Polling by Hong Kong University has found that people in the region most strongly identify as “Hong Kongers,” while the “feeling of being ‘citizens of the PRC’ is the weakest among all identities tested,” according to the most recent results, from December. The PRC is the People’s Republic of China – and identification as Chinese citizens is far lower among young people, some of whom have come to identify with characters in Hollywood struggles. Some compare Beijing to the totalitarian regime in The Hunger Games. Others see themselves as locked in an “endgame” against an occupying villain.

“Hong Kong is a well-developed country. But the Chinese government wants to take over all we have,” said Kobe Ho, 23. His instinctive description of Hong Kong as a “country” is the sort of language that frightens Beijing – as are the examples he cites as inspiration for those seeking their own democratic representation.

“In South Korea, they suffered lots of years to protest,” he said, as he watched other young men in masks and helmets use zip ties to fasten together barricades. It took “lots of death so they could succeed.” He describes a battle against creeping Chinese influence in similar terms. “This is a very serious problem for Hong Kong people. We will be part of China. We will lose all of our freedom,” he said.

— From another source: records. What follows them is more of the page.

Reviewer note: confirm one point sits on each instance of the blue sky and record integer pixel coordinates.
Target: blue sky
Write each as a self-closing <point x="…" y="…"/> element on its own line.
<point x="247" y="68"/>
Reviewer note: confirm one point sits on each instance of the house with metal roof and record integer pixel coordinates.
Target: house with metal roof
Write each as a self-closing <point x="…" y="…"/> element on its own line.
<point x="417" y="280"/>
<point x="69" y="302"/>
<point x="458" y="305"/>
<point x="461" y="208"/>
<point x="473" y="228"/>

Yet in the aftermath of the clashes this week, new calls for calm also emerged. A handwritten sign affixed to barricades still in place near the legislature urged people to register for coming elections. “Blood debts must be repaid with votes,” it said.

Alternatives exist to passive protest that don’t involve use of force, said Denise Ho, a Canadian-Hong Kong pop star who has become a prominent activist in the city. “Because the police are waiting for the moment when it gets violent, so they can use their violence on us,” she said.

There are “many other flexible and smarter ways to do it,” she said. “And that’s what people are learning now.”

She pointed to Wednesday’s protests, which were aided by drivers who staged accidents to block traffic, clearing roads for the demonstration to take place. The protesters themselves organized without leadership, relying instead on groups in the Telegram chat app – one of which boasts nearly 60,000 members – to exchange plans and ideas. In the days since, activists have staged roving protests, including at a subway stop on Friday.

“This is not a one-day fight,” Ms. Ho said. “The Hong Kong government cannot control something like this if it happens every day, and if it’s moving and fluid. They don’t have the skill set to suppress this.”

She sees little cause for pessimism.

“We might be impatient and we might be disappointed or frustrated,” she said. “But I don’t think that Hong Kong is near its death any time in the near future. In fact, it’s coming back very strong. I call this the comeback of Hong Kong.”